Ne dépassent pas les limites de la liberté d'expression les propos mettant en doute le caractère forcé de l'incorporation des Alsaciens dans les unités allemandes, notamment ceux ayant participé ou assisté au crime de guerre commis à Oradour-sur-Glane le 10 juin 1944, ces propos ne faisant qu'exprimer un doute sur une question historique objet de polémique.

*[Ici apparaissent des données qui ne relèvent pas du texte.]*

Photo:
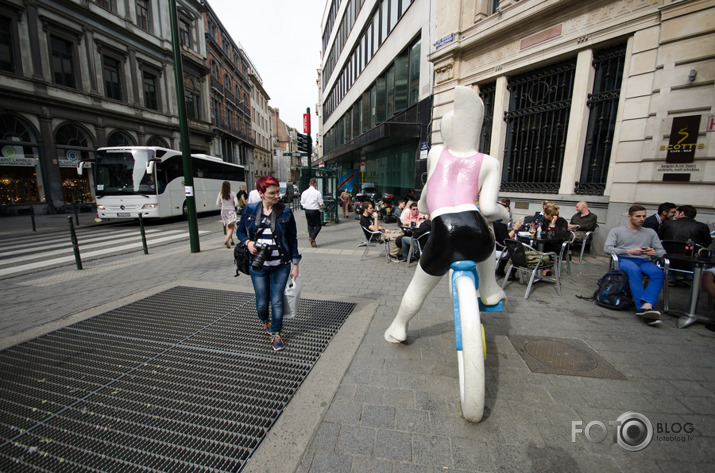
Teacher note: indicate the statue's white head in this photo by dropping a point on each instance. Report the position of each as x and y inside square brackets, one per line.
[460, 127]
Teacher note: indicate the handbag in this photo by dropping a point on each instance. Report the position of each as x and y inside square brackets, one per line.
[242, 258]
[291, 298]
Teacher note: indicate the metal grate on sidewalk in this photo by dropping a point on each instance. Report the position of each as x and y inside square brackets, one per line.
[184, 380]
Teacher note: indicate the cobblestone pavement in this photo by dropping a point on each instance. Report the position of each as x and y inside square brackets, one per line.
[371, 406]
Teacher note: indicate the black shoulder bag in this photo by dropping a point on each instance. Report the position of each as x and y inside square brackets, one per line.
[241, 255]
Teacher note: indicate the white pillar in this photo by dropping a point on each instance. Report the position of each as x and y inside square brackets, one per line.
[578, 122]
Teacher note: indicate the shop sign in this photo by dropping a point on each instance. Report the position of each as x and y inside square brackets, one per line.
[680, 163]
[19, 161]
[683, 140]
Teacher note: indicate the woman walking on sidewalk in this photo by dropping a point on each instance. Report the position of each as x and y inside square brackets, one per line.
[228, 202]
[268, 230]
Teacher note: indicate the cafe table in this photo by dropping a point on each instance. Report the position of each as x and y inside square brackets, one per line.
[689, 317]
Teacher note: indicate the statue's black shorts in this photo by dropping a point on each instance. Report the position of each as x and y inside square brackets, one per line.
[456, 237]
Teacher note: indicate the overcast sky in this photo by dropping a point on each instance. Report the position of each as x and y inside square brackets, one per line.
[283, 40]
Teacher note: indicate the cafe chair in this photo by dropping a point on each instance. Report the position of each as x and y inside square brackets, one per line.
[565, 253]
[677, 248]
[417, 248]
[523, 267]
[372, 238]
[586, 239]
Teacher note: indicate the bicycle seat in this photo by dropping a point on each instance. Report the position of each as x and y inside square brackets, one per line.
[463, 265]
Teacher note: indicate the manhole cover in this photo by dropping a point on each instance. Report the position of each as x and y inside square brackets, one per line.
[560, 355]
[184, 380]
[565, 356]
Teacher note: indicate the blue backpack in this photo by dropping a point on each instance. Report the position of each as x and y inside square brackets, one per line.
[613, 291]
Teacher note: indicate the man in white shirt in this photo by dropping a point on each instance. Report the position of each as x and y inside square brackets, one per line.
[311, 199]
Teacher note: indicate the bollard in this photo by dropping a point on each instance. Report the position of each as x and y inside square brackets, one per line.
[141, 229]
[75, 244]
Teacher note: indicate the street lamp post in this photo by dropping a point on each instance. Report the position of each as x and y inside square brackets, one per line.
[184, 132]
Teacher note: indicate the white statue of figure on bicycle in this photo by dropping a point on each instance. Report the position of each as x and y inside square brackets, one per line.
[457, 175]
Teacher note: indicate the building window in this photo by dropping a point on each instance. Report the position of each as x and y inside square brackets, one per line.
[143, 18]
[120, 138]
[537, 124]
[185, 34]
[157, 141]
[111, 72]
[216, 112]
[151, 96]
[106, 4]
[487, 92]
[62, 62]
[193, 105]
[72, 145]
[414, 74]
[7, 53]
[603, 105]
[21, 179]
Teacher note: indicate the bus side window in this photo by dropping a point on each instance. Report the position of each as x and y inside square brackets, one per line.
[161, 180]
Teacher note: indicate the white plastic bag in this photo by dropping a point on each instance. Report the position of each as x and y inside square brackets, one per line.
[291, 298]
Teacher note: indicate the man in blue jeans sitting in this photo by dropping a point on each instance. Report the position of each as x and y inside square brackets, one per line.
[635, 245]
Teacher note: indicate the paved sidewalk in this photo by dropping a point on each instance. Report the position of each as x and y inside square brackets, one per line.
[379, 407]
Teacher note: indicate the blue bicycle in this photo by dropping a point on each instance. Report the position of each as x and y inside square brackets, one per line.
[469, 337]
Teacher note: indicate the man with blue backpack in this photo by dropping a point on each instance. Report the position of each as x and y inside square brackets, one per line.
[635, 245]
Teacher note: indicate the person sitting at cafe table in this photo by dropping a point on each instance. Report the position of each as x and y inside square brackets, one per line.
[539, 215]
[634, 245]
[411, 218]
[583, 221]
[554, 230]
[686, 228]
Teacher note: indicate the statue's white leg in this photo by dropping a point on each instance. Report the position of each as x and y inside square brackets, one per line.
[489, 290]
[415, 295]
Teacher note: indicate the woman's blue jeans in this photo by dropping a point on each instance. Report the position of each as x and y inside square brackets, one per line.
[635, 268]
[270, 282]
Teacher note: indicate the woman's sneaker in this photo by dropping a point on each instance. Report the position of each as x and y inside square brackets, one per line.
[277, 342]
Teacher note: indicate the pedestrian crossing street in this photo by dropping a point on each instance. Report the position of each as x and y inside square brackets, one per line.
[43, 251]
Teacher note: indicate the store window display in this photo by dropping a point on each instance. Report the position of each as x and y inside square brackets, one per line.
[20, 171]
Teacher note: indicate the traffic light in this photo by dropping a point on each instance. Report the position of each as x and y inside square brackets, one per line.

Telle est la solution retenue par la première chambre civile de la Cour de cassation, dans un arrêt rendu le 16 octobre 2013 (Cass. civ. 1, 16 octobre 2013, n° 12-35.434, FS-P+B
N° Lexbase : A1037KNQ ; cf. l’Ouvrage "Droit de la responsabilité" N° Lexbase : E4084ETG). En l'espèce, les associations des évadés et incorporés de force du Bas-Rhin et du Haut-Rhin avaient assigné M. H., survivant du massacre perpétré en limousin le 10 juin 1944, en qualité d'auteur de l'ouvrage intitulé "Oradour-sur-Glane - Le drame heure par heure", ainsi que l'éditeur de l'ouvrage contenant le passage de livre mettant en doute le caractère forcé de l'incorporation des Alsaciens dans les unités allemandes des Waffen SS, notamment ceux ayant participé ou assisté au crime de guerre commis en ces lieu et date. Pour accueillir les demandes des associations prétendant qu'avaient été dépassées les limites de la liberté d'expression, la cour d'appel de Colmar avait énoncé que les commentaires de M. H. ne pouvaient pas être assimilés à un témoignage et tendaient davantage à poursuivre une polémique née après la guerre et opposant pendant des décennies le Limousin à l'Alsace, qu'il était en effet un fait historique constant qu'à partir d'août 1942, les Alsaciens avaient été incorporés de force dans l'armée allemande, sous peine de graves mesures de rétorsion, qu'à partir de février 1944 le
Gauleiter W., qui concentrait tous les pouvoirs en Alsace, avait étendu cet enrôlement forcé aux unités SS, contrairement au
Gauleiter B. en Moselle, ce qui expliquait l'absence des Mosellans dans ces unités, que M. H. avait déduit à tort de cette circonstance que les Alsaciens présents à Oradour étaient des volontaires, qu'en outre, le caractère forcé de l'incorporation de treize Alsaciens présents à Oradour le 10 juin 1944, un quatorzième étant volontaire, avait été reconnu tant lors du procès tenu à Bordeaux en 1953 que par la loi d'amnistie du 20 février 1953 (CA Colmar, 14 septembre 2012, n° 10/05855
N° Lexbase : A7032ISA). La décision est cassée par la Cour suprême qui énonce que les propos litigieux, s'ils avaient pu heurter, choquer ou inquiéter les associations demanderesses, ne faisaient qu'exprimer un doute sur une question historique objet de polémique, de sorte qu'ils ne dépassaient pas les limites de la liberté d'expression.